Water Man Spouts

Saturday, March 25, 2006

Scooter and the Munchkins

Part One: "A people who mean to be their own Governors must arm themselves with the power which knowledge gives." -- James Madison; quoted by Judge Tatel, US Court of Appeals; re: Grand Jury Subpoena, Judith Miller; 4-19-05
Earlier this week, Patrick Fitzgerald informed Judge Reggie Walton that the CIA has estimated it will take 12 weeks to produce the information outlined in the judge's 2-27 recommendations to narrow the scope of discovery. It is expected that Judge Walton will make a decision soon on what information that Team Libby is entitled to from the CIA, in regard to the PDBs (President's Daily Briefings). These documents, described as "the most important current intelligence on critical issues relating to the national security of the United States" (Declaration of Marilyn Dorn; CIA Information Review Officer; 3-2-06), are provided to the president and vice president at the beginning of every day.
In the period between Judge Walton's recommendations and Fitzgerald's response, Team Libby filed several motions that are available on various internet sites. These include: {1} "Response of I. Lewis Libby to March 2, 2006 CIA Declaration and Court's February 27 Order," filed on 3-7; {2} "Reply in Support of Motion of I. Lewis Libby to bar Ex Parte Submissions Under CIPA 4 Without A Particularized Showing of Exceptional Circumstances," filed 3-15; and {3} "Third Motion of I. Lewis Libby to Compel Discovery Under Rule 16 and Brady," filed 3-17-06.
These documents give us some hints of what Team Libby is planning for the January '07 trial of Mr.

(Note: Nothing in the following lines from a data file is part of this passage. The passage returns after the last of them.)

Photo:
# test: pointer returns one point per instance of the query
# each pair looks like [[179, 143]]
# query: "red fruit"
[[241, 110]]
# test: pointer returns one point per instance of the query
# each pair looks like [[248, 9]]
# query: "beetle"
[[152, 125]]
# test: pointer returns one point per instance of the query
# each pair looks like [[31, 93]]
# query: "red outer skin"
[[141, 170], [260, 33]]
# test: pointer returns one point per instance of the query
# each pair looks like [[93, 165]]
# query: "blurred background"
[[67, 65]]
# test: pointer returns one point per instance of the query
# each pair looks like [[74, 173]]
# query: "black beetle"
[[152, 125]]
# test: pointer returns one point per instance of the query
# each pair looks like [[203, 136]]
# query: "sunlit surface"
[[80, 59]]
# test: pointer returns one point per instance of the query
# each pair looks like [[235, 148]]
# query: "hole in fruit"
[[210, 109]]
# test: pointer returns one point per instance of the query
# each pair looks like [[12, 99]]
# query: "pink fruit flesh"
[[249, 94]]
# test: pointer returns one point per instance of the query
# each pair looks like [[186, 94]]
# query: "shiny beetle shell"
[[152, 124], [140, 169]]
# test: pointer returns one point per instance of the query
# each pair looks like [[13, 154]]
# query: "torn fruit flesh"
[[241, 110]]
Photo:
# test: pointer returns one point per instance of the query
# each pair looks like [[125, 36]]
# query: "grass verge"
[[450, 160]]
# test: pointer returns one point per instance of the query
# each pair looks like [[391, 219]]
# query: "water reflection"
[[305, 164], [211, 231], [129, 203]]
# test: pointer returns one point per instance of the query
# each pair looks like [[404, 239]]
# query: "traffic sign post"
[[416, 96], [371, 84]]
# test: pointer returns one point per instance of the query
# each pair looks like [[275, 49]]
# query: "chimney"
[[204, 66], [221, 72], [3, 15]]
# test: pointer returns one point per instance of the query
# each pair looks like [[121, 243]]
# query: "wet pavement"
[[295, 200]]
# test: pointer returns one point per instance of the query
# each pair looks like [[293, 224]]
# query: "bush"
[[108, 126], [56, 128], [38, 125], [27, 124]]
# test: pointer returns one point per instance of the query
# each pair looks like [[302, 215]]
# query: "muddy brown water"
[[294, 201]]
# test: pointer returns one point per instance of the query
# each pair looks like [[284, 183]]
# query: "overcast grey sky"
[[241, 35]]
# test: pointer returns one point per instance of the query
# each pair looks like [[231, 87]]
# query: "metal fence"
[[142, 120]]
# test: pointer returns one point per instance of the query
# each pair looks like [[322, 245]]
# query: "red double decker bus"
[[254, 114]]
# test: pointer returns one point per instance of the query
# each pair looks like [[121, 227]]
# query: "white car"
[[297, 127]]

Libby. Let's take a closer look at some of the things his team of lawyers is focusing upon.
Mr. Libby's defense team has requested an enormous amount of information they say is needed to prove that Scooter was so busy in the summer of 2003, that he plum forgot about all of his conversations with reporters Judith Miller, Matt Cooper, and Tim Russert when he spoke to FBI investigators and testified to the grand jury. Team Libby is fighting restrictions on access to such information, and claim that the "government distorts Mr. Libby's defense when it suggests Mr. Libby does not need the PDBs because the government will 'agree he was important and he was a busy person'." (3-7; page 2)
They ask for access to requests in three categories: the PDBs and accompanying material; records of Libby's questions made to the CIA; and the CIA responses to Scooter's questions. The Agency had said it would take 9 months to produce everything requested by the defense attorneys, or 3 months to produce the smaller amount Judge Walton recommended. Team Libby questions "how many people it assumes will work on the production and for how many hours per week." They suggest that Judge Walton "might well conclude that the CIA is engaged in unjustified foot-dragging," which they attribute to the Agency's lacking "an entirely objective and impartial perspective." (3-7; page 3) They note that they "strongly suspect that the CIA has exaggerated the difficulty of obtaining the responses to Mr. Libby's inquiries." (3-7; page 4)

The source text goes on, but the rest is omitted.